La premisa de Los dos papas es apasionante: las conversaciones entre dos papas sobre la iglesia y sus problemas. Y justamente los momentos de debate entre Hopkins y Jonathan Pryce como el Cardenal Bergoglio —el actual papa Francisco— son los que elevan la película al más allá. La cinta divaga sobre los problemas de la iglesia en los últimos tiempos, mientras trata de contar la historia de Bergoglio durante la dictadura Argentina. Sin embargo, el gran error de la pelicula —y para algunos, una oportunidad perdida— es que pasa de puntillas por los temas espinosos concernientes a la iglesia y a la religión, tratando de evitar posicionarse en ningún momento. Hopkins vuelve a estar fantástico, y junto a Pryce consiguen superar la pura imitación, construyendo dos personajes con vida propia. No deja de ser paradójico ver a uno de los asesinos más memorables de la historia del cine encarnando a un papa.

5. El padre (Florian Zeller, 2020): la oportunidad para glorificar al mito

Hopkins nos brinda una interpretación arrebatadora en la que podría ser su última opción para ganar su segundo Óscar.

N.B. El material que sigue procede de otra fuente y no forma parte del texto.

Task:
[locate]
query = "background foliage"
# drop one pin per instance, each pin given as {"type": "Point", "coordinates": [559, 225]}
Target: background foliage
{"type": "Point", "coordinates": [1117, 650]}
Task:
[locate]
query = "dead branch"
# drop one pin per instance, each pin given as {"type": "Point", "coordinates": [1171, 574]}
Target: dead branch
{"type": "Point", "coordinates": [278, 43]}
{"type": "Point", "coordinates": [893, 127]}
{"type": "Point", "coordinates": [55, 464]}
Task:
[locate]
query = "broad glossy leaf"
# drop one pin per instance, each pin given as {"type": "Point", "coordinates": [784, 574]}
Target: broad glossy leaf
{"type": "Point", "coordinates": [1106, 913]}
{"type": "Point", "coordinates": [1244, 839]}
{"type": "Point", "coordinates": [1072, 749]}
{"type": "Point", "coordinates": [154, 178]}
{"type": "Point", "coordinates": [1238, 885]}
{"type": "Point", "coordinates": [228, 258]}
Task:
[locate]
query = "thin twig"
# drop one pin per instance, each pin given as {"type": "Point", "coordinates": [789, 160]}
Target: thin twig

El padre puede llegar a ser la sexta nominación al Óscar para el actor, e incluso puede que su segunda estatuilla. Florian Zeller nos sumerge en la mente de un señor con demencia, creando una película tan confusa que aturde, haciendo que el drama más profundo parezca un thriller psicológico. A pesar de todas las magníficas interpretaciones que hasta ahora nos ha brindado Anthony Hopkins, nunca antes le hemos visto en semejante tesitura, rompiendo su imagen de hombre imperturbable, convirtiéndose en un anciano frágil y delicado. Junto a él, una fantástica Olivia Colman que nos retrata el horror que pueden sufrir los familiares de los ancianos en esta situación. Ahora mismo en los mejores cines, no dejéis escapar el momento, pero recordad: si es posible, en versión original.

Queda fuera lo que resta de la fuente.